|
Judul |
: |
Tun Afnekan: Lingkar
Belajar dan Aksi Anak Muda Bokong dalam Perjuangan Melawan Perdagangan Orang |
|
Editor |
: |
Dodi Yuniar &
Emmanuelle Kania Mamonto |
|
Penerbit |
: |
Jaringan
Perempuan Indonesia Timur (JPIT) & Asia Justice and Rights (AJAR) |
|
Tahun
Cetak |
: |
2023 |
|
Halaman |
: |
36 |
|
ISBN |
: |
- |
|
Harga |
: |
NFS |
|
Status |
: |
Kosong |
Meskipun menjadi salah satu kantong pekerja migran ilegal (PMI), Bokong belum menjadi perhatian pemerintah, bahkan belum diketahui banyak orang. Para pemuda mengambil sikap untuk menyelesaikan permasalahaan di desa dan PMI. Pemuda yang menjadi pembela kemanusiaan memikirkan bagaimana keinginan mengubah hidup dan bekerja di negara orang dapat dilakukan dengan benar. Cara yang bisa dipakai agar keadaan bisa lebih baik, atau bahkan ketika nanti mereka atau masyarakat lain bekerja di luar, tidak terjadi eksploitasi atau dibodohi oleh orang lain.

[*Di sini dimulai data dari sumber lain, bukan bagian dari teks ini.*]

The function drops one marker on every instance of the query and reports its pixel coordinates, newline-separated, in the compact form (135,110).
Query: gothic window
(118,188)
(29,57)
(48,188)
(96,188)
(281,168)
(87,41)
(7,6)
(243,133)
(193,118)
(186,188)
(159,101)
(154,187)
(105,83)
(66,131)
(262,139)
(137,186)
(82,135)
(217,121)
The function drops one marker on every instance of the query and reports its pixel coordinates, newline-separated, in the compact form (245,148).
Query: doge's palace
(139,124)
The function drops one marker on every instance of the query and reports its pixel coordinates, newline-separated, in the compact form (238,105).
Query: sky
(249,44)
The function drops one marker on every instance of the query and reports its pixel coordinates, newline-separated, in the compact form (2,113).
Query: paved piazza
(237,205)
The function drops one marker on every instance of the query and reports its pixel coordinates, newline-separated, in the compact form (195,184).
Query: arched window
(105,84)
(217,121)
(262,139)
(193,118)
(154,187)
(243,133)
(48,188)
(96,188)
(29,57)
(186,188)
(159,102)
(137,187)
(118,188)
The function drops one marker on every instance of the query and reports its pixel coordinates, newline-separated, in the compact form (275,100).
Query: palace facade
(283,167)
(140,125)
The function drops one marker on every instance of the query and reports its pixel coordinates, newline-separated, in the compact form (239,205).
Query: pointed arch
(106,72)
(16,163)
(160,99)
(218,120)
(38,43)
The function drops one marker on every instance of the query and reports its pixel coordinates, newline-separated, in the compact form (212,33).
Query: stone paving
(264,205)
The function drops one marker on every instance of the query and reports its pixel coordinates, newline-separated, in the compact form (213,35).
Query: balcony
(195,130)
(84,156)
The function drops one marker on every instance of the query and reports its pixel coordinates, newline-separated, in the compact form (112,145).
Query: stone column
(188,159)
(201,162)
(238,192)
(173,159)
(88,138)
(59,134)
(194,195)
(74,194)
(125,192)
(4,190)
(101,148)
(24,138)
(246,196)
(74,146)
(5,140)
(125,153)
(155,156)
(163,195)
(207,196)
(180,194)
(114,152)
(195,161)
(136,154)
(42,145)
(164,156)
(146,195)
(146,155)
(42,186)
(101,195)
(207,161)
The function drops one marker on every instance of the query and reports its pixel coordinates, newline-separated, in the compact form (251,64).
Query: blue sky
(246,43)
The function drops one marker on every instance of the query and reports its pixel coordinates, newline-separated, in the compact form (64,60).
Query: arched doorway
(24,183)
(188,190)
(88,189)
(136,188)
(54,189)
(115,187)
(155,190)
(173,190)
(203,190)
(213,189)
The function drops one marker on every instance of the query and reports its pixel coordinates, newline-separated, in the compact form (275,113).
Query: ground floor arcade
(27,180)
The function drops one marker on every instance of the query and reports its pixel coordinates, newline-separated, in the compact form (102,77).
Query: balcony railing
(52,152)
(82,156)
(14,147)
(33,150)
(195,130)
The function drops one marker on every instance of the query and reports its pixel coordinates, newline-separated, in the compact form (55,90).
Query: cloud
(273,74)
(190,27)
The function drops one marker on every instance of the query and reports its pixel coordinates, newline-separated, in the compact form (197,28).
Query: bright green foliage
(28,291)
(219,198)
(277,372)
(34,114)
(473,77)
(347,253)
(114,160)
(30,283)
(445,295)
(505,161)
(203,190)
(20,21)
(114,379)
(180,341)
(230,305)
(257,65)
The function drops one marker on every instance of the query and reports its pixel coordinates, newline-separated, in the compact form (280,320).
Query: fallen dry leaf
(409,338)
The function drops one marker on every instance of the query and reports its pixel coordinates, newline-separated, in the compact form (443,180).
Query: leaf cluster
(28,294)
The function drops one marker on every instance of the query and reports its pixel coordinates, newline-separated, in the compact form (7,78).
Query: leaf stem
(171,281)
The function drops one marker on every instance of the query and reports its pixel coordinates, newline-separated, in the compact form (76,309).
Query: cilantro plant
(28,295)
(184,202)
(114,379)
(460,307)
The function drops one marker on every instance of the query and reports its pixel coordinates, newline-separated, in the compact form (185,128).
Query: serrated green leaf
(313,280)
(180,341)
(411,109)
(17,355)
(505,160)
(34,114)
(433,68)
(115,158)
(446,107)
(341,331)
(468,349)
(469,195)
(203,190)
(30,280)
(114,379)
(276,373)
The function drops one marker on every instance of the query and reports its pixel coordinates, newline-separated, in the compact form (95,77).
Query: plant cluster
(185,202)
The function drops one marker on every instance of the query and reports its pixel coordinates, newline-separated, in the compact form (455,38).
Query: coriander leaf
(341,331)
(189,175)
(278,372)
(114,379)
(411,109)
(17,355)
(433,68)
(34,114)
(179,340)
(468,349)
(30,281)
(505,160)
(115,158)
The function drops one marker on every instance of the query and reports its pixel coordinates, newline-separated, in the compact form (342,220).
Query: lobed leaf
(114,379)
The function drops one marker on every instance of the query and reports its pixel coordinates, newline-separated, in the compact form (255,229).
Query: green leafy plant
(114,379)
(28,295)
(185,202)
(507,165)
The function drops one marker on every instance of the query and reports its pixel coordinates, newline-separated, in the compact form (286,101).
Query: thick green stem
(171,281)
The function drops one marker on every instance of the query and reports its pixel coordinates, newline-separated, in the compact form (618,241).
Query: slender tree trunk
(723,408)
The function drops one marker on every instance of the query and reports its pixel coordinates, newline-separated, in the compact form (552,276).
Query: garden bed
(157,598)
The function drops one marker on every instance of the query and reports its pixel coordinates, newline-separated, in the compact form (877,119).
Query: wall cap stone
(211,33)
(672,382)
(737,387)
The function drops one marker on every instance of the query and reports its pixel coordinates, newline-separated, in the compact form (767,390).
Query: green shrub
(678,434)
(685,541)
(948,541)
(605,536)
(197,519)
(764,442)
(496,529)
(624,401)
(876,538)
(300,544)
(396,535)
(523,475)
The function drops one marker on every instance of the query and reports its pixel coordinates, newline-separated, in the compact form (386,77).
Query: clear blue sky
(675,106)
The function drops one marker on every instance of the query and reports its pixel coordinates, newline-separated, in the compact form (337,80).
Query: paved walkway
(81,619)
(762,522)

Para pemuda mencari cara agar warga Bokong bisa berdiri sendiri tanpa bergantung pada alam. Juga agar warga yang pergi keluar sudah mengetahui hak-hak mereka. Sehingga mereka akan menggunakan jalur aman dan mendapat perlindungan hukum. Pemuda adalah tunas baru atau dalam bahasa daerahnya Tun Afnekan, harapan baru desa Bokong.